By 17 September 1939, the Polish defence was already broken and the only hope was to retreat and reorganize along the Romanian Bridgehead. However, these plans were rendered obsolete nearly overnight, when the over 800,000 strong Soviet Red Army entered and created the Belarussian and Ukrainian fronts after invading the eastern regions of Poland in violation of the Riga Peace Treaty, the Soviet-Polish Non-Aggression Pact, and other international treaties, both bilateral and multilateral. Soviet diplomacy claimed that they were „protecting the Ukrainian and Belarusian minorities of eastern Poland since the Polish government had abandoned the country and the Polish state ceased to exist”.
Polish border defence forces in the east, known as the Korpus Ochrony Pogranicza, consisted of about 25 battalions. Edward Rydz-Śmigły ordered them to fall back and not engage the Soviets. This, however, did not prevent some clashes and small battles, such as the Battle of Grodno, as soldiers and local population attempted to defend the city. The Soviets murdered numerous Polish officers, including prisoners of war like General Józef Olszyna-Wilczyński. The Organization of Ukrainian Nationalists rose against the Poles, and communist partisans organized local revolts, robbing and murdering Poles. Those movements were quickly disciplined by the NKVD. The Soviet invasion was one of the decisive factors that convinced the Polish government that the war in Poland was lost. Prior to the Soviet attack from the east, the Polish military’s fall-back plan had called for long-term defence against Germany in the south-eastern part of Poland, while awaiting relief from a Western Allies attack on Germany’s western border. However, the Polish government refused to surrender or negotiate a peace with Germany. Instead, it ordered all units to evacuate Poland and reorganize in France.
Meanwhile, Polish forces tried to move towards the Romanian Bridgehead area, still actively resisting the German invasion. From 17 September to 20 September Polish armies Kraków and Lublin were crippled at the Battle of Tomaszów Lubelski, the second largest battle of the campaign. The city of Lwów capitulated on 22 September because of Soviet intervention; the city had been attacked by the Germans over a week earlier, and in the middle of the siege, the German troops handed operations over to their Soviet allies. Despite a series of intensifying German attacks, Warsaw—defended by quickly reorganized retreating units, civilian volunteers and militia—held out until 28 September. TheModlin Fortress north of Warsaw capitulated on 29 September after an intense 16-day battle. Some isolated Polish garrisons managed to hold their positions long after being surrounded by German forces. Westerplatte enclave’s tiny garrison capitulated on 7 September and the Oksywiegarrison held until 19 September; Hel Fortified Area was defended until 2 October. In the last week of September, Hitler made a speech in the city of Danzig in which he said:
Poland never will rise again in the form of the Versailles treaty. That is guaranteed not only by Germany, but also… Russia.
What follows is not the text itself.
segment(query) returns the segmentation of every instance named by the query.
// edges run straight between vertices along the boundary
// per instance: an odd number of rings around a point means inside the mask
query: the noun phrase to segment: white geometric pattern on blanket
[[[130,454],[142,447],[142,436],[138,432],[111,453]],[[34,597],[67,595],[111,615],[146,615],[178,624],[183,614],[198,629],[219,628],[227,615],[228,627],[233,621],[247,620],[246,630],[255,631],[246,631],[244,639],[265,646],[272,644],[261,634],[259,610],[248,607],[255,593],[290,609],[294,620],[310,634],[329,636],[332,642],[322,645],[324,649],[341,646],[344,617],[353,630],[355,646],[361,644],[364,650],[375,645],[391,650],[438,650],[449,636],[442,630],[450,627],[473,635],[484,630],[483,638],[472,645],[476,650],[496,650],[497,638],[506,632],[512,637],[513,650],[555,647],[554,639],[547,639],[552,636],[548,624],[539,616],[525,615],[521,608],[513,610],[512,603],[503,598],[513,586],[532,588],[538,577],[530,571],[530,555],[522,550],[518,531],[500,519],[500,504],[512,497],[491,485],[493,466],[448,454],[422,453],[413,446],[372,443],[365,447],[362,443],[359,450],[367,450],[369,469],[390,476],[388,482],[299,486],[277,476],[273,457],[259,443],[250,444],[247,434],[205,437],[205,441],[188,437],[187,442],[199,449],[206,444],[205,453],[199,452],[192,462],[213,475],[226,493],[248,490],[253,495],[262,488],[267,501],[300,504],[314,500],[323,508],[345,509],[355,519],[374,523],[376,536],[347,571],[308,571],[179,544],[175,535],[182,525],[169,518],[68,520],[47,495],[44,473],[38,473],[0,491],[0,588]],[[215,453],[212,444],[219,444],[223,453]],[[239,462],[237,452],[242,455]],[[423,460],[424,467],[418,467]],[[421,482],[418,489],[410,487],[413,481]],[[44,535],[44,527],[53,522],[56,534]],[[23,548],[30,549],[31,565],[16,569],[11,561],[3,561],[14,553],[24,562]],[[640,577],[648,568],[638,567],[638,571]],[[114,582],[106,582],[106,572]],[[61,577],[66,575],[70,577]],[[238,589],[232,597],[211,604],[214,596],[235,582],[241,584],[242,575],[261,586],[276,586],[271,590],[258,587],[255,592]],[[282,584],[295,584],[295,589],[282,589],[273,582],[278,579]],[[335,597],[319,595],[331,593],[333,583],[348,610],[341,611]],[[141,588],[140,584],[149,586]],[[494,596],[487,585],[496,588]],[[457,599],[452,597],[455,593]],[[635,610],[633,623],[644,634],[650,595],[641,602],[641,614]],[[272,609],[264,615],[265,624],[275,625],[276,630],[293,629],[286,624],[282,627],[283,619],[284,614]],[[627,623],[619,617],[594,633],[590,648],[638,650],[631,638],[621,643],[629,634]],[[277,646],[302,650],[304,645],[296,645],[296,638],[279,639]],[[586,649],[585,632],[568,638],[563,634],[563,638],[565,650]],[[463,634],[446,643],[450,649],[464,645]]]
Despite a Polish victory at the Battle of Szack, after which the Soviets executed all the officers and NCOs they had captured, the Red Army reached the line of rivers Narew, Western Bug, Vistula and San by 28 September in many cases meeting German units advancing from the other direction. Polish defenders on the Hel peninsula on the shore of the Baltic Sea held out until 2 October. The last operational unit of the Polish Army, General Franciszek Kleeberg’s Samodzielna Grupa Operacyjna „Polesie”, surrendered after the four-day Battle of Kock near Lublin on 6 October marking the end of the September Campaign.
The Polish September Campaign was an instance of total war. Consequently, civilian casualties were high during and after combat. From the start, the Luftwaffe attacked civilian targets and columns of refugees along the roads to wreak havoc, disrupt communications, and target Polish morale. Apart from the victims of the battles, it is alleged that the German forces (both SS and the regular Wehrmacht) murdered several thousand Polish civilians. Also, during Operation Tannenberg, nearly 20,000 Poles were shot at 760 mass execution sites by theEinsatzgruppen.
Altogether, the civilian losses of Polish population amounted to about 150,000–200,000 while German civilian losses amounted to roughly 3,250 (including 2,000 who died fighting Polish troops as members of a fifth column).